In a new cell, type this and run it (Shift+Enter):
sr = SHAPRelativities(
model=freq_model,
X=X_pd,
exposure=exposure_pd,
categorical_features=CAT_FEATURES,
continuous_features=CONT_FEATURES,
feature_perturbation="tree_path_dependent",
)
sr.fit()
print("SHAP values computed.")
You will see:
This takes 15-45 seconds. The fit() call computes SHAP values for all 100,000 observations using CatBoost's native TreeSHAP implementation.

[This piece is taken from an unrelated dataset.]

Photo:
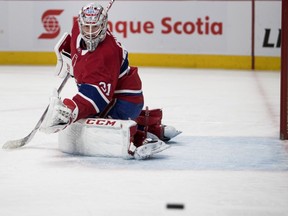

What feature_perturbation="tree_path_dependent" means: This tells TreeSHAP how to handle the background distribution when computing feature contributions. The two options are:
"tree_path_dependent"(what we are using): uses the training data distribution as it was seen by the tree structure. Fast, no background dataset needed. This is the correct choice for most portfolios."interventional": marginalises over features independently using a separate background dataset. More theoretically rigorous when features are strongly correlated. About 10-50x slower.
For a UK motor book where driver_age, vehicle_group, and ncd_years have modest correlations, tree_path_dependent gives reliable relativities. Exercise 2 in the exercises file asks you to compare the two approaches.
What categorical_features and continuous_features tell the class: These lists control how the library aggregates SHAP values. For categorical features, it groups SHAP values by level and computes exposure-weighted means. For continuous features, it fits a smoothed curve through the per-observation SHAP values. The same feature cannot appear in both lists.